Out of these successful movies, we now create a dictionary to get the successful movies per year, having the year as a key and the list of movie titles as value. We save this file both as pickle and (for convenience) also directly in this notebook as a hardcoded dict, given it is rather small. 

In [24]:
def get_most_succesful_movies_per_year(df, year, number=10):
  return df[df['year'] == year].sort_values(by='worldwide_gross_income', ascending=False).head(number)['original_title'].to_list()

In [25]:
most_successful_movies = dict()
for year in range(2015,2021):
  most_successful_movies[year] = get_most_succesful_movies_per_year(movie_df_nona, year)
most_successful_movies[2015]
with open('./drive/MyDrive/most_successful_movies.pickle', 'wb') as f:  
  pickle.dump(most_successful_movies, f)

In [26]:
most_successful_movies = {2015: ['Star Wars: Episode VII - The Force Awakens',
  'Jurassic World',
  'Fast & Furious 7',
  'Avengers: Age of Ultron',
  'Minions',
  'Spectre',
  'Inside Out',
  'Mission: Impossible - Rogue Nation',
  'The Hunger Games: Mockingjay - Part 2',
  'The Martian'],
 2016: ['Captain America: Civil War',
  'Rogue One',
  'Finding Dory',
  'Zootopia',
  'The Jungle Book',
  'The Secret Life of Pets',
  'Batman v Superman: Dawn of Justice',
  'Fantastic Beasts and Where to Find Them',
  'Deadpool',
  'Suicide Squad'],
 2017: ['Star Wars: Episode VIII - The Last Jedi',
  'Beauty and the Beast',
  'The Fate of the Furious',
  'Despicable Me 3',
  'Jumanji: Welcome to the Jungle',
  'Spider-Man: Homecoming',
  'Zhan lang II',
  'Guardians of the Galaxy Vol. 2',
  'Thor: Ragnarok',
  'Wonder Woman'],
 2018: ['Avengers: Infinity War',
  'Black Panther',
  'Jurassic World: Fallen Kingdom',
  'Incredibles 2',
  'Aquaman',
  'Bohemian Rhapsody',
  'Venom',
  'Mission: Impossible - Fallout',
  'Deadpool 2',
  'Fantastic Beasts: The Crimes of Grindelwald'],
 2019: ['Avengers: Endgame',
  'The Lion King',
  'Frozen II',
  'Spider-Man: Far from Home',
  'Captain Marvel',
  'Joker',
  'Star Wars: Episode IX - The Rise of Skywalker',
  'Toy Story 4',
  'Aladdin',
  'Jumanji: The Next Level'],
 2020: ['Bad Boys for Life',
  'Sonic the Hedgehog',
  'Ba Bai',
  'Dolittle',
  'Birds of Prey: And the Fantabulous Emancipation of One Harley Quinn',
  'Onward',
  'The Invisible Man',
  'The Call of the Wild',
  'Tenet',
  'Tolo Tolo']}

In [27]:
with open('./drive/MyDrive/most_successful_movies.pickle', 'rb') as f:  
  most_successful_movies = pickle.load(f)

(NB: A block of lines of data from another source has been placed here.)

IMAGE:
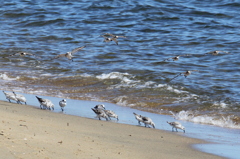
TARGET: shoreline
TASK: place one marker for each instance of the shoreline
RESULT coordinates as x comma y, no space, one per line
29,132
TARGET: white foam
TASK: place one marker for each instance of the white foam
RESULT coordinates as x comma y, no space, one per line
221,121
112,75
4,76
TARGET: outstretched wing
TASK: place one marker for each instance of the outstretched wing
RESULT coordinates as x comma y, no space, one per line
175,76
58,56
115,39
108,34
77,49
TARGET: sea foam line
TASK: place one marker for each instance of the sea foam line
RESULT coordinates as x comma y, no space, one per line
220,121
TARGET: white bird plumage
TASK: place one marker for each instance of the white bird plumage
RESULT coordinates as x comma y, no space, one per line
10,96
176,125
45,103
146,120
20,98
62,104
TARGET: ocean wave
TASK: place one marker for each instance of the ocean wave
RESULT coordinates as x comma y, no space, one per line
216,120
5,77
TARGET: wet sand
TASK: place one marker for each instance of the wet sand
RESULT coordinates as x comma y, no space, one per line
29,132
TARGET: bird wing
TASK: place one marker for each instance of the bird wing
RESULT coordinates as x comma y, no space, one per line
77,49
185,55
115,39
122,37
194,70
108,34
58,56
168,59
175,76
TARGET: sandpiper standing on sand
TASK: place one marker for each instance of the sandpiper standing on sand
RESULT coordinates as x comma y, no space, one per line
63,103
176,125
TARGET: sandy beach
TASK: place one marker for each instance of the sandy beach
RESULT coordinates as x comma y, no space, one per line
28,132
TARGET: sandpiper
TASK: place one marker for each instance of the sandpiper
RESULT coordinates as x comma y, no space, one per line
139,118
69,55
20,98
45,103
100,113
112,37
185,74
20,54
147,121
10,96
176,125
111,114
100,106
175,58
63,103
216,52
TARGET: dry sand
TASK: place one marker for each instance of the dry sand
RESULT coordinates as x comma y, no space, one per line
28,132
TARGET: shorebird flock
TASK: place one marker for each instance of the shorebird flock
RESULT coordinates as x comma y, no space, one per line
108,37
100,109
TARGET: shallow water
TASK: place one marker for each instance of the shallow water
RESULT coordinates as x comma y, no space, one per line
223,141
133,73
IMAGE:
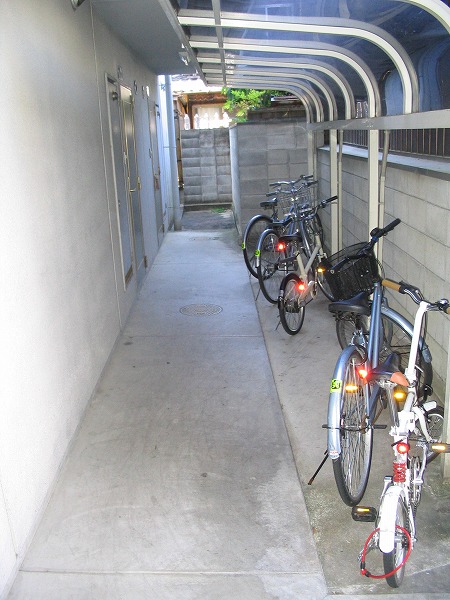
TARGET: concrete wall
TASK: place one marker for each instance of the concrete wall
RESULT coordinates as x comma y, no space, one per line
63,298
418,250
205,156
264,152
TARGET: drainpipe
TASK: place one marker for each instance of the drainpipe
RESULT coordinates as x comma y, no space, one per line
374,181
172,149
382,189
333,191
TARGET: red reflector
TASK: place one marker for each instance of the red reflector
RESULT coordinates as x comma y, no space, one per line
403,447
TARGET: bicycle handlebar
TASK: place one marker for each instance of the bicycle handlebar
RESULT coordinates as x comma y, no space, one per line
413,292
376,233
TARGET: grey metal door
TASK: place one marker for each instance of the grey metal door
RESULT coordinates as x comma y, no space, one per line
118,157
133,180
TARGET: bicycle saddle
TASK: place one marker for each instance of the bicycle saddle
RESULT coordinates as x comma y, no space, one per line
387,370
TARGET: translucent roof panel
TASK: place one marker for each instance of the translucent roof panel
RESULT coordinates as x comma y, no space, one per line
393,54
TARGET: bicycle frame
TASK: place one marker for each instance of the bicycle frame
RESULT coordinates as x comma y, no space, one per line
401,491
369,357
403,424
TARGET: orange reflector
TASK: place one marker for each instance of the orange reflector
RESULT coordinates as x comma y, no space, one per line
351,388
440,447
403,447
399,394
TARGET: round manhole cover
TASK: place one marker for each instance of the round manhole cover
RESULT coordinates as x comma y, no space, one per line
202,310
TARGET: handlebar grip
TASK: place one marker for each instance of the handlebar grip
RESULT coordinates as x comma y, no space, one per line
393,285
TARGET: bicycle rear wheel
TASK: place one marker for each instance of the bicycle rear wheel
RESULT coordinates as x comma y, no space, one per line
271,269
392,560
290,304
351,468
252,233
394,339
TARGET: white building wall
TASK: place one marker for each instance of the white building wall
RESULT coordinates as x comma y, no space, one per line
63,299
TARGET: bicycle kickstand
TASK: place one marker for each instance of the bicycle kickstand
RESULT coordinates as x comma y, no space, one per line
310,482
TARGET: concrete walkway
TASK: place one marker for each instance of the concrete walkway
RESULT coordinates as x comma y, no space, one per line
181,482
188,477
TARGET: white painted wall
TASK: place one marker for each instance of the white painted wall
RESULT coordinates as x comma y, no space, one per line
62,299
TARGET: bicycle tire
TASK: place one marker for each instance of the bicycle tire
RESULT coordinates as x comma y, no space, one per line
252,233
269,268
391,560
352,467
395,339
290,306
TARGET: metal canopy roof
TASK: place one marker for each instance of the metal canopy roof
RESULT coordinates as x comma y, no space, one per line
388,57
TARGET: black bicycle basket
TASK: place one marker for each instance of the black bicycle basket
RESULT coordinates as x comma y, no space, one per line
348,274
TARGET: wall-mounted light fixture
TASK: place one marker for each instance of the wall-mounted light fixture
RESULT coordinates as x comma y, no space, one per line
184,57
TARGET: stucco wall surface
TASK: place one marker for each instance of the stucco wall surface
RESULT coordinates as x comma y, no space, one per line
63,300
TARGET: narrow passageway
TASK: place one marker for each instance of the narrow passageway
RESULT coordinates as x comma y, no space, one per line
181,482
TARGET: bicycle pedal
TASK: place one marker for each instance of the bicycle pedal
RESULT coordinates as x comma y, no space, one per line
364,514
440,447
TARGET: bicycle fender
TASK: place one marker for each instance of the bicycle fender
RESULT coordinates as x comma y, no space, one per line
388,514
334,403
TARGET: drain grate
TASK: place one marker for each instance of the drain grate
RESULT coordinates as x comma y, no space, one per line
201,310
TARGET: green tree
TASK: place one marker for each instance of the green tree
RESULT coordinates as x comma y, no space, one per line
240,101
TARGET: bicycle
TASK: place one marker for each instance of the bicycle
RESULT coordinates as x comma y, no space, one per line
275,261
281,198
377,330
295,288
415,442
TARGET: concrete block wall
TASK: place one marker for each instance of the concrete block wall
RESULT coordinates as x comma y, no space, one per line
418,250
264,152
205,159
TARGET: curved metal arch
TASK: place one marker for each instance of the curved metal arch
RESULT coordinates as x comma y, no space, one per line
288,85
308,48
331,72
321,25
436,8
295,77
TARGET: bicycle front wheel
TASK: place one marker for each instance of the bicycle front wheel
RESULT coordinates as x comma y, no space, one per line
290,304
252,233
394,561
351,468
270,269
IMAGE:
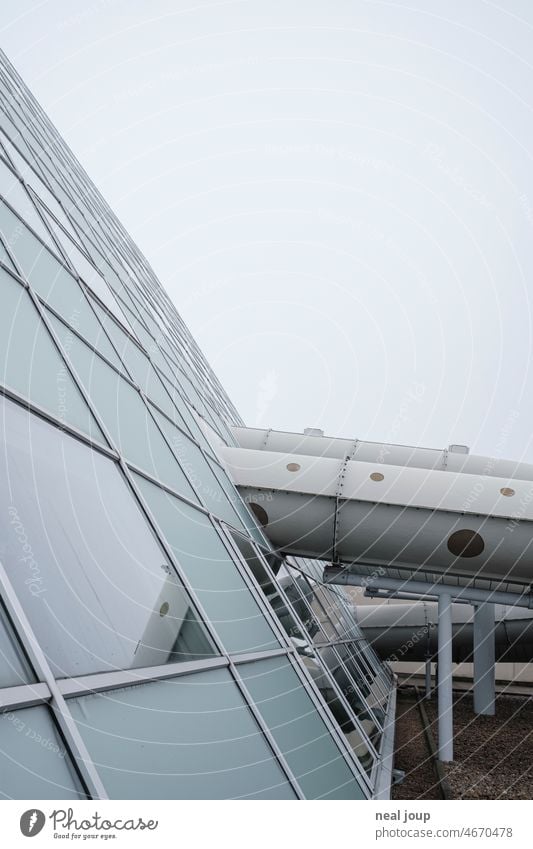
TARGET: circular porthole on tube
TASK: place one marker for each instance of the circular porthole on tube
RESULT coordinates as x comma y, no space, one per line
260,514
293,467
465,543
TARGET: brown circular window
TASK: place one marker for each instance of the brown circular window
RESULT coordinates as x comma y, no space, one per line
465,543
260,513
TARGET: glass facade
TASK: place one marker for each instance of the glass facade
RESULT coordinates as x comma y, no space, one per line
152,644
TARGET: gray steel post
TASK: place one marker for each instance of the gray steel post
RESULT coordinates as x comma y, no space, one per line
428,678
484,665
445,681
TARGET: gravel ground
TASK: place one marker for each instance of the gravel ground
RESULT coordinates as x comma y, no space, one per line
411,753
493,754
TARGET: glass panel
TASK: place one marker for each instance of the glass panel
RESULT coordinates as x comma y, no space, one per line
194,463
181,404
16,195
89,274
271,590
18,161
88,571
31,364
125,415
191,737
299,731
33,758
5,258
212,574
233,496
138,365
54,283
14,668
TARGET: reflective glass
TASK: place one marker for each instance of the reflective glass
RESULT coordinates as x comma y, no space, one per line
213,575
126,416
191,737
138,365
94,583
14,668
199,472
16,195
55,284
89,274
300,732
34,763
31,363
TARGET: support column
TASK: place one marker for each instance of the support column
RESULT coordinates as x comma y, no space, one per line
445,681
484,667
428,678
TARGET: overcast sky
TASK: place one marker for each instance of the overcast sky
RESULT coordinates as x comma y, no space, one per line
338,196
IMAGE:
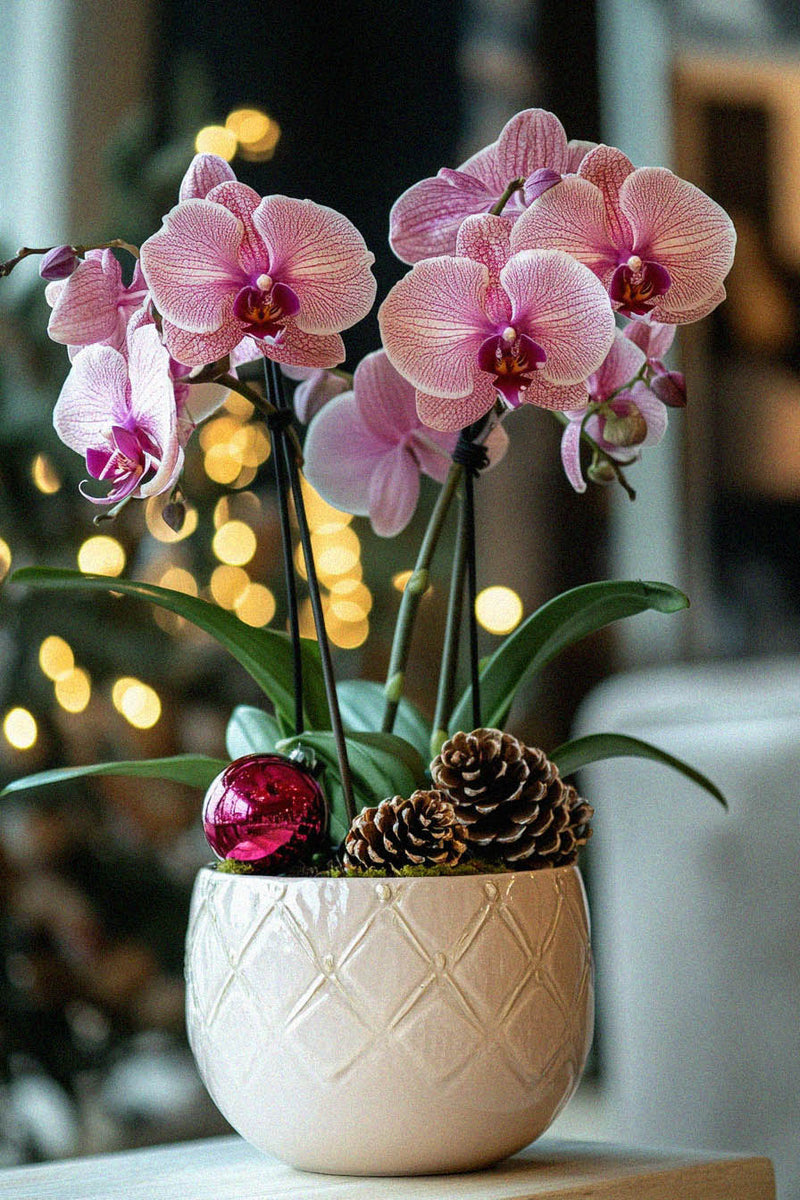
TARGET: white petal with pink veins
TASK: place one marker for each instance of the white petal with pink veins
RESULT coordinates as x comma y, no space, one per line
683,229
570,216
561,306
92,399
192,267
432,325
322,257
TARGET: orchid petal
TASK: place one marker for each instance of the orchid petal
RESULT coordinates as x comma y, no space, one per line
85,306
620,365
571,451
570,217
205,171
301,349
487,240
530,139
92,399
450,414
322,257
385,399
432,325
684,231
242,202
561,306
341,454
394,492
425,220
608,168
191,267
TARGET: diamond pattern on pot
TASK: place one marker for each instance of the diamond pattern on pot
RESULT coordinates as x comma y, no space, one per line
444,977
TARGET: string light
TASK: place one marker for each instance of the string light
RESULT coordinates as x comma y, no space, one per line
498,610
55,658
101,556
44,475
19,729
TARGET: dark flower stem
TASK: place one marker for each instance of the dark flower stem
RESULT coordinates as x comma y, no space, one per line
446,689
413,593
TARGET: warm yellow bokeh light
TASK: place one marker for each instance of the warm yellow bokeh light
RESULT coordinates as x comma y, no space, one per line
55,658
228,585
73,691
216,139
44,475
234,543
101,556
220,465
256,605
158,528
137,701
19,727
498,609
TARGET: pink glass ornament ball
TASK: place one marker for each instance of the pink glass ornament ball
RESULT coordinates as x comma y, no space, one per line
266,810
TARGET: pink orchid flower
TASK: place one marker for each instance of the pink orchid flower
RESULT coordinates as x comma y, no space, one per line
365,449
533,145
92,306
121,415
313,390
659,244
655,341
491,322
623,414
276,276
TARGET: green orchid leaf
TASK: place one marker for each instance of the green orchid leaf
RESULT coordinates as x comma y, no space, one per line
251,731
362,703
551,629
194,769
264,653
596,747
382,765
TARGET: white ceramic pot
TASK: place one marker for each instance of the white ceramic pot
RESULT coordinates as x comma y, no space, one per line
396,1026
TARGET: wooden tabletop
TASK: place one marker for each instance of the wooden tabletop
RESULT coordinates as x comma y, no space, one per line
229,1169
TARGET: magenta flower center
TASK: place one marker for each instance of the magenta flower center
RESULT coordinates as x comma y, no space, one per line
131,455
637,283
511,359
265,306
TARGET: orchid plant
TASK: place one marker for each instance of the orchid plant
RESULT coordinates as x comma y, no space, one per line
542,271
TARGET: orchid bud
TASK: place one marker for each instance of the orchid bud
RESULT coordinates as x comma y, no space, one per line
600,471
59,263
671,389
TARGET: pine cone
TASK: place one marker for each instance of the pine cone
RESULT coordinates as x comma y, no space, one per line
419,832
512,801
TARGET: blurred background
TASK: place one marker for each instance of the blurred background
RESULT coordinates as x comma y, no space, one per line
101,108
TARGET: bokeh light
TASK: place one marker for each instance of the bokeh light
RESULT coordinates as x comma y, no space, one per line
498,609
44,475
73,690
216,139
101,556
234,543
19,729
55,658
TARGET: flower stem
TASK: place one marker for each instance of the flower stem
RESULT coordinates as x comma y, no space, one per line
446,689
413,593
24,251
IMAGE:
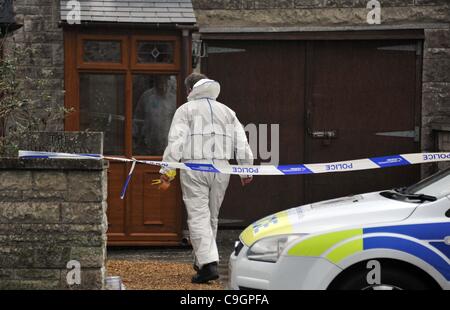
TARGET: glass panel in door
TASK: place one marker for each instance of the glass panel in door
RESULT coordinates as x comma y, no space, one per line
154,104
102,102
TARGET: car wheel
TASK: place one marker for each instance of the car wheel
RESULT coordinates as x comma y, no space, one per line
393,277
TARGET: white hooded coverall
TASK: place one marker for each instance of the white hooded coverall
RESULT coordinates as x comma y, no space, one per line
205,131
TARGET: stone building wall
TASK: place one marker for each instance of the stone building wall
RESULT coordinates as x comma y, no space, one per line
53,211
42,34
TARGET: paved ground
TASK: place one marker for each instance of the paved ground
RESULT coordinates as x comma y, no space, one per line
137,263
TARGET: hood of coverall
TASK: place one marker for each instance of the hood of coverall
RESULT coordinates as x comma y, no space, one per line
205,88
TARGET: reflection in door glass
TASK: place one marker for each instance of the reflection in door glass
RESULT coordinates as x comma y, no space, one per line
154,104
102,104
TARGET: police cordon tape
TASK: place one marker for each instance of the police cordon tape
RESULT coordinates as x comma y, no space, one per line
296,169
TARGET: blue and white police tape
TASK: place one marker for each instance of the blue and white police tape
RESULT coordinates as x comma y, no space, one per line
296,169
333,167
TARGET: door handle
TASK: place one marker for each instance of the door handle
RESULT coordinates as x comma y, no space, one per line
447,240
331,134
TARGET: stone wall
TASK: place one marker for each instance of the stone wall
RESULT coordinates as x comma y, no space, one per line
52,212
42,34
315,13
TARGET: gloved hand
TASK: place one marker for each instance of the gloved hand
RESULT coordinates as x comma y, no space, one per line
165,179
246,180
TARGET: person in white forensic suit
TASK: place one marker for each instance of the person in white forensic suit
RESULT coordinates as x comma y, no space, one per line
205,131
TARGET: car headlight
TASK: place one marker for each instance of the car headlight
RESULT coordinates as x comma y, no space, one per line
269,249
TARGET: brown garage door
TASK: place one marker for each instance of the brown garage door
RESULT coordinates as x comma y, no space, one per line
264,83
362,94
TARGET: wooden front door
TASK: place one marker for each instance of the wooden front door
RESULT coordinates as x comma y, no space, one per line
364,93
127,84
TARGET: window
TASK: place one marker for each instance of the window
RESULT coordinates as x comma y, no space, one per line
154,52
154,104
102,51
102,103
126,86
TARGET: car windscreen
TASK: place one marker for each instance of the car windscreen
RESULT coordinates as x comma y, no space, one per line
437,185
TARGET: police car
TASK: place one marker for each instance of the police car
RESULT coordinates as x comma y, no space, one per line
388,240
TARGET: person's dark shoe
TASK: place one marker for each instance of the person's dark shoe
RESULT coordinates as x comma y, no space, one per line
207,273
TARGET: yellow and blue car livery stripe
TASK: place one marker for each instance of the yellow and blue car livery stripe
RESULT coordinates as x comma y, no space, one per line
336,246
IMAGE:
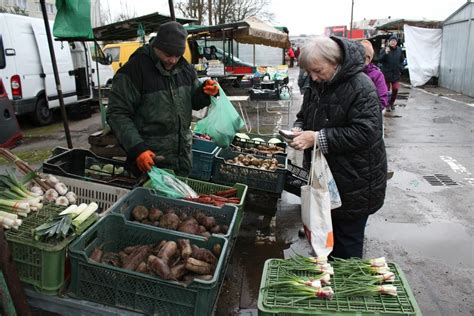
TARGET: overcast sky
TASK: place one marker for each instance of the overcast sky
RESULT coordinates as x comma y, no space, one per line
311,16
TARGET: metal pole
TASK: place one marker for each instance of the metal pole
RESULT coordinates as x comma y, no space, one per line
352,15
99,92
56,74
173,17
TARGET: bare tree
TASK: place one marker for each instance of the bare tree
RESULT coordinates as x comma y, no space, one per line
126,12
193,9
237,10
224,11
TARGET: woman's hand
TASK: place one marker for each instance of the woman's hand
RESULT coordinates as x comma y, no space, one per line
304,140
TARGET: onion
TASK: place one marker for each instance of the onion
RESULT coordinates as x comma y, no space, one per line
62,200
61,188
71,196
36,190
51,195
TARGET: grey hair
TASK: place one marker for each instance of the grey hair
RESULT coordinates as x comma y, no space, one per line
320,47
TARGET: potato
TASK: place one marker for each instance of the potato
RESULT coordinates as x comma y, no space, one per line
139,213
190,227
154,214
170,221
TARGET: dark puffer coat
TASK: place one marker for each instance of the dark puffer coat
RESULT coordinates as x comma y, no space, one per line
348,110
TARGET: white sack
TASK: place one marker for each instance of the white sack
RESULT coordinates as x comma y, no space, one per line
423,47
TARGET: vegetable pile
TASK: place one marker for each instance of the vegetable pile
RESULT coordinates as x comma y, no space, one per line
249,160
218,198
196,224
301,278
16,200
259,149
66,223
105,170
169,260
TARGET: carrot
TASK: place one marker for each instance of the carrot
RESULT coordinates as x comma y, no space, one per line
227,193
198,266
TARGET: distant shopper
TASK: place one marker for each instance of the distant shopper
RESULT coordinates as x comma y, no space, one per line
391,59
291,55
375,74
341,115
213,53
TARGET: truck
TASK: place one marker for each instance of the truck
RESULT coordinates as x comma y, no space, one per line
26,68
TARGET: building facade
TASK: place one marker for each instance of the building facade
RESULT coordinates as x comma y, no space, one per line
457,65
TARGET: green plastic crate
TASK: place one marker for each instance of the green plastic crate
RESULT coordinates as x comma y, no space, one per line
38,263
224,215
202,187
402,304
135,291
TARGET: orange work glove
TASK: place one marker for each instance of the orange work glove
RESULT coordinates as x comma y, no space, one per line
145,160
210,87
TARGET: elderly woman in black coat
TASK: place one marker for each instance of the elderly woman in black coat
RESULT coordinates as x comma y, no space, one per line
341,114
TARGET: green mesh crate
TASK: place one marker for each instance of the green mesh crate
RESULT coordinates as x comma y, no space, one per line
135,291
264,180
402,304
41,264
202,187
224,215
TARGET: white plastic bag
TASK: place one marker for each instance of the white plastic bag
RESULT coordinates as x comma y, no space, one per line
317,200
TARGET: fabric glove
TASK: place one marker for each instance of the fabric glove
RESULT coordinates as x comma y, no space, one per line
210,87
145,160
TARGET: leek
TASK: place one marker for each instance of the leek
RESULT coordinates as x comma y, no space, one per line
91,209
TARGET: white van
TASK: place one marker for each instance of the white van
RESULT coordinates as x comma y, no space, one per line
26,68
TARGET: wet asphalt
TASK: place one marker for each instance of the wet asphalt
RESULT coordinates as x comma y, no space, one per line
425,225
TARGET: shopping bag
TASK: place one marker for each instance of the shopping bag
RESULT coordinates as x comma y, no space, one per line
166,184
222,121
316,204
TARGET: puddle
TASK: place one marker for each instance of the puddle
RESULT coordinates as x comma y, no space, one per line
408,181
442,241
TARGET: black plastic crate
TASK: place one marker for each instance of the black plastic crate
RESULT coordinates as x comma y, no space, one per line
264,180
264,94
84,165
295,178
250,146
203,159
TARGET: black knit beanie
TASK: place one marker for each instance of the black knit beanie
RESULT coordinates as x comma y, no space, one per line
171,38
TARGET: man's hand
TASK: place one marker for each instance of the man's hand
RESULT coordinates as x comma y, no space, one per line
210,87
145,160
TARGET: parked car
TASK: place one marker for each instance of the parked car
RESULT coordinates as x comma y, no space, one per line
28,73
11,132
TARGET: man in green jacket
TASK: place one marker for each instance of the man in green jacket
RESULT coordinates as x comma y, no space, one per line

Final step before filtering the quotes: It turns out that people tend not to use the actual full title when talking about a movie (e.g. people would rather refer to 'the new Star Wars' or 'The Rise of Skywalker' than 'Star Wars: Episode IX - The Rise of Skywalker'). Therefore, we split the movie title into multiple subparts (basically after ':' and ' - ', with the excemption that splitting 'Mission: Impossible' into 'Mission' and 'Impossible' is a terrible idea as basically any politician in the world loves to stress the importance of his or her 'Mission', which leads to many unrelated quotes). So, for 'Mission: Impossible', we make an excemption and only split on 'Mission: Impossible' and the respective title of the movie. 
As we could see in the analysis of the box office data, many movies are released in the december of a year (especially Star Wars), hence, we decided to filter the quotes of year X by movies released in year X and X-1, to also be able to determine the reactions about a movie some weeks or months after release.

In [10]:
year = 2015
movies = most_successful_movies[year]
movies_dict = {key: [x.strip() for x in re.split(':| - ', key)] for key in movies}
if year == 2018:
  movies_dict['Mission: Impossible - Fallout'] = ['Mission: Impossible', 'Fallout']
elif year == 2015:
  movies_dict['Mission: Impossible - Rogue Nation'] = ['Mission: Impossible', 'Rogue Nation']
if year != 2015:
  year -= 1
  movies_dict = movies_dict.update({year: most_successful_movies[year]})
  movies_dict = {key: [x.strip() for x in re.split(':| - ', key)] for key in movies}
  if year == 2018:
    movies_dict['Mission: Impossible - Fallout'] = ['Mission: Impossible', 'Fallout']
  year += 1
movies_dict.items()

dict_items([('Bad Boys for Life', ['Bad Boys for Life']), ('Sonic the Hedgehog', ['Sonic the Hedgehog']), ('Ba Bai', ['Ba Bai']), ('Dolittle', ['Dolittle']), ('Birds of Prey: And the Fantabulous Emancipation of One Harley Quinn', ['Birds of Prey', 'And the Fantabulous Emancipation of One Harley Quinn']), ('Onward', ['Onward']), ('The Invisible Man', ['The Invisible Man']), ('The Call of the Wild', ['The Call of the Wild']), ('Tenet', ['Tenet']), ('Tolo Tolo', ['Tolo Tolo'])])

In [11]:
def filter_quotes(path_to_file, path_to_out, movies_dict):
  i = 0
  with bz2.open(path_to_file, 'rb') as s_file:
      try:
        os.remove(path_to_out)
      except:
        pass
      with bz2.open(path_to_out, 'wb') as d_file:
          for instance in s_file:
            i += 1
            if i % 100000 == 0:
              print(i)
            instance = json.loads(instance) # loading a sample
            quotation = instance['quotation'] # load quotation
            add_quote = False
            for movie, words in movies_dict.items():
              for word in words:
                if word in quotation:
                  instance['movie'] = movie
                  add_quote = True
                  break
            if add_quote:
              d_file.write((json.dumps(instance)+'\n').encode('utf-8')) # writing in the new file

In [12]:
path_to_file = '/content/drive/MyDrive/Quotebank/quotes-{}.json.bz2'.format(year) 
path_to_out = '/content/drive/MyDrive/quotes-{}-movies.json.bz2'.format(year)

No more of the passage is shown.